ChanelMuslim.com- Nikah itu bukan untuk satu dua hari. Bukan juga untuk satu dua tahun. Tapi buat selamanya, seumur hidup. Bahkan dilanjutkan lagi di surga nanti, insya Allah. Karena itu nggak ada nikah tanpa sayang. Sayanglah yang bikin waktu lama itu menjadi sangat singkat.
Semua yang nikah pasti ingin bahagia. Suami ingin bahagia, begitu juga istri. Bahagia seperti cita-cita yang mesti dilalui dengan tangga yang namanya sayang.
Kalau nikahnya masih baru tangga sayangnya masih landai. Dikit-dikit sayang. Bentar-bentar juga sayang. Di tangga itu, sayang jadi kata yang paling favorit. Nyaris nggak ada obrolan pengantin baru itu tanpa kata sayang.
Seiring pergantian waktu, tangga sayang pun terus nanjak. Tenaga yang mesti dikeluarkan buat tangga sayang jadi makin berat. Tidak heran jika kata sayang mulai kurang terdengar.
Bukan cuma waktu yang bikin sayang menjadi hambar. Derasnya tiupan angin saat di atas ketinggian tangga sayang pun ikut membuat sayang terus larut dalam air suka duka kehidupan.
Musim Susah Senang
Hidup ini cuma berada di dua musim. Musim susah dan musim senang. Semua orang nggak akan bisa menghindar dari dua musim ini. Termasuk juga perjalanan pasangan suami istri.
Inilah bentuk lain dari ujian sayang selain tangga waktu yang mau tidak mau harus ditapaki semua orang.

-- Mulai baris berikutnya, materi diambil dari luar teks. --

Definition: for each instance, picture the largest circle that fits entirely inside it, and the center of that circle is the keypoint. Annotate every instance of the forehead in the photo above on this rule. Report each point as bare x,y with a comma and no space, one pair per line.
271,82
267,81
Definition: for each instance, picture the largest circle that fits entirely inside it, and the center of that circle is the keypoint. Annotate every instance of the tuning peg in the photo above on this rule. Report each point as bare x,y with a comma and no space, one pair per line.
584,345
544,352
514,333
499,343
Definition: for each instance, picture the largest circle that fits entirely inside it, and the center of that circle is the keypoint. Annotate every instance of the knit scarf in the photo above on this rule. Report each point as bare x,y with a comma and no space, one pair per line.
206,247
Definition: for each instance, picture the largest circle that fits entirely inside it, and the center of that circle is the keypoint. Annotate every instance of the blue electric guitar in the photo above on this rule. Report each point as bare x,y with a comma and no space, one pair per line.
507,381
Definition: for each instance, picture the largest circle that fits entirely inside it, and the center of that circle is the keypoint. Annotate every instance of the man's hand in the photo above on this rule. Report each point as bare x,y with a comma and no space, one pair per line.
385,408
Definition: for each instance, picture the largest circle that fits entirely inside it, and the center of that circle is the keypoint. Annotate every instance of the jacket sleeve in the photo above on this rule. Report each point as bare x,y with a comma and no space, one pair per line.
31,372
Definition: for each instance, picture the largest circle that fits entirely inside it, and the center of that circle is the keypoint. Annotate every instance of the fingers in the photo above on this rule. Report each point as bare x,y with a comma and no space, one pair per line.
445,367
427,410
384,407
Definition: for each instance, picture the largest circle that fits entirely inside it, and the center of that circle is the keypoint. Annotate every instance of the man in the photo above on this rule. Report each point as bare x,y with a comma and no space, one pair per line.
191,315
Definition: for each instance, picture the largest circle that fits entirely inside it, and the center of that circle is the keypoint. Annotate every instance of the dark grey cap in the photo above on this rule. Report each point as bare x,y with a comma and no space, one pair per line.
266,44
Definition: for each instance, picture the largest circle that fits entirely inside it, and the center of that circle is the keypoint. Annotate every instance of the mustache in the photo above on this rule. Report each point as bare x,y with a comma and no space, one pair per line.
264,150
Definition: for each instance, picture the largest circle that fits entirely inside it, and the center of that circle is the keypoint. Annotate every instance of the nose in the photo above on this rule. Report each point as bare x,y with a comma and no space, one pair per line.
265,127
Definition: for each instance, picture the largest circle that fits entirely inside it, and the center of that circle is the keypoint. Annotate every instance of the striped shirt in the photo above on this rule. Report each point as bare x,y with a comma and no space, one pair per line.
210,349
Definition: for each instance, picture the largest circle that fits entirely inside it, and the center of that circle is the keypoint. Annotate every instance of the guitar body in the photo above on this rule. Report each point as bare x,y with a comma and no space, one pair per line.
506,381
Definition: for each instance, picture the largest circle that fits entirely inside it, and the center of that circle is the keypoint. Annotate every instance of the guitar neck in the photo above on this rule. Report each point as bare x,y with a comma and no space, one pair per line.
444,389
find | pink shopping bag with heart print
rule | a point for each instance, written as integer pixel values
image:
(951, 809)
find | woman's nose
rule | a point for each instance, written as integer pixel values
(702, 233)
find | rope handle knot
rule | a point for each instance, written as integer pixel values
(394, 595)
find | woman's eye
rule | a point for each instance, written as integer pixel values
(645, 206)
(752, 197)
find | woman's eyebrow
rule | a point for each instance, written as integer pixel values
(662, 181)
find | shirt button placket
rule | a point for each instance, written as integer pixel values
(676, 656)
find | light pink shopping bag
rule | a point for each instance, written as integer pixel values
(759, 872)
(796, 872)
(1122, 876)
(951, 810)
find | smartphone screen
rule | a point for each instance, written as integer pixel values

Ujian dua musim ini memang sangat relatif bagi setiap pasangan.
Ada yang musim senang menjadi sangat menguntungkan. Artinya, cita-cita bahagia seolah sudah ada di depan mata. Rumah besar, kendaraan bagus, perabot serba canggih, pelayan banyak, anak-anak terpenuhi kebutuhannya.
Saat itulah, sayang seolah bersemi kembali. Jauh terucap sayang, dekat apalagi. Dunia saat itu sudah seperti surga sebenarnya.
Namun sebaliknya, musim senang justru seperti horor buat sebagian yang lain. Gara-gara semua serba terpenuhi, hasrat lebih suami pun ingin juga dipenuhi. Uang banyak, istri cuma satu. Ah, apa salahnya kalau nikah lagi. Dapat yang lebih muda, tentu lebih senang.
Senang memang buat suami. Tapi buat istri, justru menjadi horor di siang bolong. Kata sayang pun berpindah ke pihak lain. Sementara sang istri lama, terus dalam bayang-bayang kehilangan sayang. Kalau ujian ini nggak mampu diolah dengan bijaksana, dampaknya bisa gawat. Bukan hanya bahtera rumah tangga yang terancam pecah, anak-anak pun terombang-ambing di samudera kebingungan.
Begitu pun dengan musim susah. Untuk sebagian orang, musim susah menjadi momen yang penuh makna. Kedua bisa introspeksi, saling bermuhasabah. Apa yang salah dari keduanya. Apa yang kurang berkenan di sisi Allah subhanahu wata’ala.
Saat itulah, musim susah menjadi sesuatu yang baik buat suami dan juga istri. Dunia seperti tak ada penghuni lain kecuali mereka berdua. Berlalunya hari-hari menjadi begitu bermakna. Jauhnya tarikan dunia justru mengalihkan energi mereka untuk saling sayang di semua kesempatan.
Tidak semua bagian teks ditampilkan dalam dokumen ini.